How social media can improve B2B email marketing

When social media invaded the online marketing scene a couple of years ago, many observers predicted that it would spell the end for email marketing.

But not so, says MarketingSherpa’s 2010 Email Marketing Benchmark Report, which found that the only two marketing tactics to see an increased budget in 2009 were social media and email. And not so, says Ajay Goel, posting in iMediaConnection.  In fact, he sees the two channels becoming increasingly integrated …but that process will transform email as we know it today, because “there is a kind of intimacy people are coming to expect in their interactions with not only entrepreneurs and small businesses, but big corporations as well.  They want to work with people and communities, not companies.”  I.e., now that they’ve tried it, they’re never going back.

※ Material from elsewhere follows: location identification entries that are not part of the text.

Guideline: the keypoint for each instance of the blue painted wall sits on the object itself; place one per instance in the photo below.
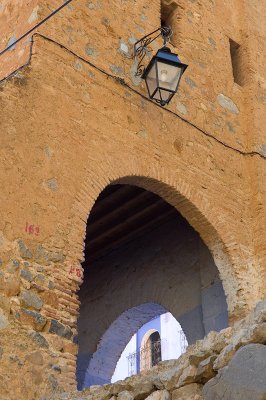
(153, 324)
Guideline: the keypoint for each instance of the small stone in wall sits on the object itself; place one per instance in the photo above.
(181, 108)
(39, 339)
(30, 299)
(124, 48)
(52, 184)
(188, 392)
(34, 15)
(35, 358)
(117, 70)
(125, 395)
(159, 395)
(90, 51)
(32, 318)
(24, 250)
(26, 274)
(190, 83)
(3, 321)
(227, 103)
(60, 329)
(11, 41)
(243, 379)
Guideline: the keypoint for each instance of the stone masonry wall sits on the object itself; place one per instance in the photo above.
(226, 365)
(169, 267)
(73, 120)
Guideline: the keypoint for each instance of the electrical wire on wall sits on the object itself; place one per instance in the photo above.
(117, 79)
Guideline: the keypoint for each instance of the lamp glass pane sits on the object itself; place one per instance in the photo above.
(168, 75)
(162, 95)
(151, 80)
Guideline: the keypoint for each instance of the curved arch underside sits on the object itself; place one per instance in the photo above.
(140, 250)
(103, 362)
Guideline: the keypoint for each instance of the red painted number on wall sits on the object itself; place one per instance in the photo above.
(76, 271)
(32, 229)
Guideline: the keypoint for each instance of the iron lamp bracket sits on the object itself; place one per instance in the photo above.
(141, 47)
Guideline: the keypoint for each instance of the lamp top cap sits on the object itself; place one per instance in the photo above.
(166, 54)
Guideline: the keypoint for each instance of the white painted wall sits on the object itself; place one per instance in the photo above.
(121, 370)
(170, 337)
(170, 342)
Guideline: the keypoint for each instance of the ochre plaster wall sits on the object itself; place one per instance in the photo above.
(68, 130)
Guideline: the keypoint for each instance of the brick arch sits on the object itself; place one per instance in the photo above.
(174, 189)
(114, 340)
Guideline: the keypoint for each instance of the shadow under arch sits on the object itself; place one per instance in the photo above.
(170, 266)
(194, 207)
(114, 340)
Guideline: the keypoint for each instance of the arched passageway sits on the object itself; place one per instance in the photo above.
(141, 258)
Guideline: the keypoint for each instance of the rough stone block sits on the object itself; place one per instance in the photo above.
(159, 395)
(31, 300)
(188, 392)
(243, 379)
(32, 318)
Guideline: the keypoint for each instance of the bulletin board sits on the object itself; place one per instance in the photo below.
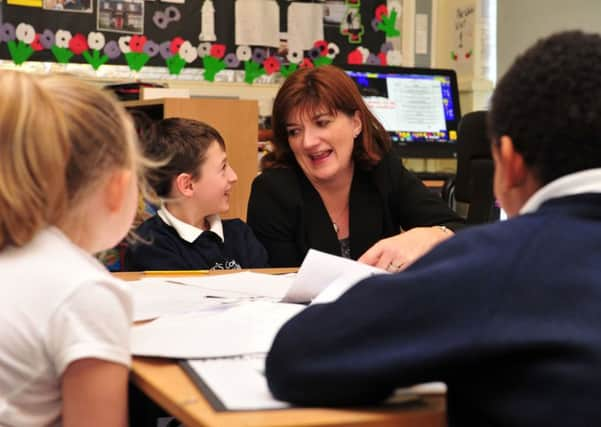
(258, 36)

Ajay describes five ways you can retool your emails to better line them up with the expectations that have been set by social media:

  • Identify your emails’ author(s). Assign employees whose personalities reflect that of your brand, and make them visible.  As Ajay says, “Let your customers know a real person is reaching out to them, and you will find more of them are willing to reach back.”
  • Let their personality shine through. Once you reveal your authors as real people, don’t hobble them with a bunch of corpspeak rules.  If you’ve got the right people in the job, there’s no reason not to let them be themselves.  Ajay again:  “Funny, nostalgic, hopeful – even stressed – are human tones that will draw readers in.”
  • Stress community… not product. Email was never intended to be a one-shot deal, so why treat it that way?  Think of your subscribers more as readers than buyers:  entertain them, inspire them, move them.  As long as you’ve got someone coming back, you probably have someone who will do business with you when they’re ready.
  • Listen. “Create bold polls that assess user moods and attitudes.  Keep track of the conversations your community leader has with users on Facebook;  use this information in communicating back with customers and prospects.”
  • Don’t forget to show up. Once you invite your email readers into the real-time world of social media, they’ll expect to interact with your business in real time; so make sure the communities your emails point to are active ones.  Don’t invite friends to a party and then forget to show!